67. The cell of claim 66, wherein the vector expresses a fluorescent protein, and the vector is selected from the group consisting of an adeno-associated viral vector or a lentiviral vector.

68. The cell of claim 66 in an animal model of neurodegeneration.

69. Use of the cell of claim 76, wherein the animal model of neurodegeneration is selected from the group consisting of sporadic Parkinson's disease, autosomal recessive early-onset Parkinson's disease, Alzheimer's disease, stroke, amyotrophic lateral scelerosis, Binswanger's disease, Huntington's chorea, multiple sclerosis, myasthenia gravis and Pick's disease.

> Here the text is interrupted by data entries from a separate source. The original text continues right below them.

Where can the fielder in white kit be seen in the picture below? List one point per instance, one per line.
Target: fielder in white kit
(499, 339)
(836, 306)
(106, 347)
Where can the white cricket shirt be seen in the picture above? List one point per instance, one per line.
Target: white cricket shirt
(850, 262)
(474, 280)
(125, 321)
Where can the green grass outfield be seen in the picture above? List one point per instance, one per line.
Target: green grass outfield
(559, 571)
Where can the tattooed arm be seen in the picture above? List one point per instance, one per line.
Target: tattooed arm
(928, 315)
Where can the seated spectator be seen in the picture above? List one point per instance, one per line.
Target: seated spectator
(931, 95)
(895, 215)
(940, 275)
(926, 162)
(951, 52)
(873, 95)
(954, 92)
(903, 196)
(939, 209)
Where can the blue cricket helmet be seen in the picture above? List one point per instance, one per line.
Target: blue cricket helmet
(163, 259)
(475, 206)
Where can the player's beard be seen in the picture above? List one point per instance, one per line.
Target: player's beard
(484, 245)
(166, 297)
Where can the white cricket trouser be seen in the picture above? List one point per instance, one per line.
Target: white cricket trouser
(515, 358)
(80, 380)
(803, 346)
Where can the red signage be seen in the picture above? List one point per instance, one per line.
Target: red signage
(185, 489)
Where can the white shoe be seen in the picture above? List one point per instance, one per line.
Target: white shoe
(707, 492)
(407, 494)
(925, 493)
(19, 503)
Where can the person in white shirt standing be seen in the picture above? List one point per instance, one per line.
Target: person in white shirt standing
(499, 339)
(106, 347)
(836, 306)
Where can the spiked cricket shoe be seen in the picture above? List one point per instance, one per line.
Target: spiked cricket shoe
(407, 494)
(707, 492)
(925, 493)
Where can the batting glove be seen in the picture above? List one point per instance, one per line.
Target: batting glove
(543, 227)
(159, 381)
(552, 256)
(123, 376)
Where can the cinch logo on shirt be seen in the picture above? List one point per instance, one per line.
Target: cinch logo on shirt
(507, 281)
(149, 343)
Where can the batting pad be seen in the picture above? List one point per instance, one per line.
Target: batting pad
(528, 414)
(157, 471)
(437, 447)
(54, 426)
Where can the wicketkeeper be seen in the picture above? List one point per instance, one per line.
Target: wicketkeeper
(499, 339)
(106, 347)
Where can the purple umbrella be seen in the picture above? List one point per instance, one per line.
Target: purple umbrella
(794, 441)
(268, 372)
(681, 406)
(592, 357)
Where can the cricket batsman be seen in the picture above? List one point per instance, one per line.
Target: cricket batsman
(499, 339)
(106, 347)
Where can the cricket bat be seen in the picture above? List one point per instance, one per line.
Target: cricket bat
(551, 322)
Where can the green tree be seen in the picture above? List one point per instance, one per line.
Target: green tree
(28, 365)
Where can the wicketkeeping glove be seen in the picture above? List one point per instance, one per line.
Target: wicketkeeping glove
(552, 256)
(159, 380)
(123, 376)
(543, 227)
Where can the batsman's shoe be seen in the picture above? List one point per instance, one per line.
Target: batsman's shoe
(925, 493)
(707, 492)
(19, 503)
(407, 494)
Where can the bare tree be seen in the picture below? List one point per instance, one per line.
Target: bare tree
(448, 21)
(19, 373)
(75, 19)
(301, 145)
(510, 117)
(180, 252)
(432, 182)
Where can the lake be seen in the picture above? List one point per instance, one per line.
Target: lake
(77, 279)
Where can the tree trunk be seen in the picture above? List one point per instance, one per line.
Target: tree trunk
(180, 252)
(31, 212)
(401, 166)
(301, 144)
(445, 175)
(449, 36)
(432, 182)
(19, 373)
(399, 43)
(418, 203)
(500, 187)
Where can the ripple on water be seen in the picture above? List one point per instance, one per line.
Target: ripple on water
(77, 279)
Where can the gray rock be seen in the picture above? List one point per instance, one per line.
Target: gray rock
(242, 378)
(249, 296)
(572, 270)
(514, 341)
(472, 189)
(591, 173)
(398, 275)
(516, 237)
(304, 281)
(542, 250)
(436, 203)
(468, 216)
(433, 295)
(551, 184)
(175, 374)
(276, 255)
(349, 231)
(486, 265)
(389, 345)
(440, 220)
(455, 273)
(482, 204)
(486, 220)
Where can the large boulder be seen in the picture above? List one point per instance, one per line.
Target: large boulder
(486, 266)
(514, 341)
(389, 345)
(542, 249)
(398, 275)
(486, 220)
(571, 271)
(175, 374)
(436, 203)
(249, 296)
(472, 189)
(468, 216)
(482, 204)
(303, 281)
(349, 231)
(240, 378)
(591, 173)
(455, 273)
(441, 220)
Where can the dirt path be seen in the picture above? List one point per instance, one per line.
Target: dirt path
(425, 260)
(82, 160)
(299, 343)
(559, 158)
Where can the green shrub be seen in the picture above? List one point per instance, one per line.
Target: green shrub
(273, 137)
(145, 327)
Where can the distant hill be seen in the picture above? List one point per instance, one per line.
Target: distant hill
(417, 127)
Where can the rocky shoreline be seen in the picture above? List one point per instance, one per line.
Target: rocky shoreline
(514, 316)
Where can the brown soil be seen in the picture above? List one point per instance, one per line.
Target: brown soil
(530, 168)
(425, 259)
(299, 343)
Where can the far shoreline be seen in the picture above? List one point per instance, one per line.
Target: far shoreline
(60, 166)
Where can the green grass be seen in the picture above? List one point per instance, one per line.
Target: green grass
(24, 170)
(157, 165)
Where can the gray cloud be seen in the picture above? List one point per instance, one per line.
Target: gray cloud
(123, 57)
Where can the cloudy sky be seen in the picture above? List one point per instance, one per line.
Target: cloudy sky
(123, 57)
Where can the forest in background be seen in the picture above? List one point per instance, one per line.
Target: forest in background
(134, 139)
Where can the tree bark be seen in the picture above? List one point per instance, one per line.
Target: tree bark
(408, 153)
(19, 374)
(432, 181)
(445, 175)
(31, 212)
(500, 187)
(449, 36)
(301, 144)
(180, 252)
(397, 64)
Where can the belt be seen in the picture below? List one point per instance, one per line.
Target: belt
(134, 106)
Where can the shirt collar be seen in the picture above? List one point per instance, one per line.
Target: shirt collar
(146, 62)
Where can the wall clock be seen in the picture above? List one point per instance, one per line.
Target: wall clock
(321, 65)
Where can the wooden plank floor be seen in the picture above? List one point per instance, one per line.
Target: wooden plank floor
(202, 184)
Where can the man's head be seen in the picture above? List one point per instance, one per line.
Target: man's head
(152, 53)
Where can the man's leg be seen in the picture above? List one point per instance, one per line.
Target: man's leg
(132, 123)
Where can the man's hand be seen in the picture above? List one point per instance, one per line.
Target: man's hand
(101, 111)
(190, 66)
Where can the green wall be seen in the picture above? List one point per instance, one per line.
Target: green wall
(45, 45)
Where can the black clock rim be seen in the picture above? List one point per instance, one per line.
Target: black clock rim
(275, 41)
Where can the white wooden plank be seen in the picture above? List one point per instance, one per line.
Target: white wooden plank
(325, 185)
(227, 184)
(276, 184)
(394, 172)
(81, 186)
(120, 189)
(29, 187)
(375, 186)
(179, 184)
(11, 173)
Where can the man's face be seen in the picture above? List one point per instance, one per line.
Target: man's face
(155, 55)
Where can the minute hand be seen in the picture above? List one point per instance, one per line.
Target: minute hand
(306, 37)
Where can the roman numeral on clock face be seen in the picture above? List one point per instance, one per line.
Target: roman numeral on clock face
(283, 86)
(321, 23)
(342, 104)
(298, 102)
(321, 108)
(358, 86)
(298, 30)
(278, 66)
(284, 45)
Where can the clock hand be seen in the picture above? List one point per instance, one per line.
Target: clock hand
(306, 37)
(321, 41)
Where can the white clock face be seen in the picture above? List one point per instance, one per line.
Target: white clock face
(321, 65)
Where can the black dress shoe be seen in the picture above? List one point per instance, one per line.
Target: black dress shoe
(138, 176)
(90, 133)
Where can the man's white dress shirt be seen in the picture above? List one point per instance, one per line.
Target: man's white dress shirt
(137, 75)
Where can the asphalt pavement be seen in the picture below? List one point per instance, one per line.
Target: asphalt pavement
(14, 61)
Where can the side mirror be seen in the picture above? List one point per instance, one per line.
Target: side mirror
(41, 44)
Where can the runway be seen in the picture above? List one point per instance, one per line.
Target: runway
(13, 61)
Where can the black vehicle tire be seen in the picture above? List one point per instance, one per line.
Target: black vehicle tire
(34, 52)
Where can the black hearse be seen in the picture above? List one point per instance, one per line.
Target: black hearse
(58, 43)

70. A method for preparing a preparation of mature dopamine neurons comprising:

(a) contacting a cell sample with at least one fluorescent compound that targets the dopamine transporter protein;

(b) identifying cells containing the dopamine transporter protein, and removing cell and cellular aggregates that do not contain the dopamine transporter protein by fluorescent activated cell sorting (FACS) analysis; wherein the resulting preparation consists essentially of cells containing the dopamine transporter protein.

71. The method of claim 70, wherein at least one fluorescent compound is JHC 1-64.

72. The method of claim 70, wherein the cell sample contains cells selected from the group consisting of: embryonic stem (ES) cells, neuronal precursor cells, ES derived dopamine neurons, dopamine neuron precursor cells, and dopamine neurons.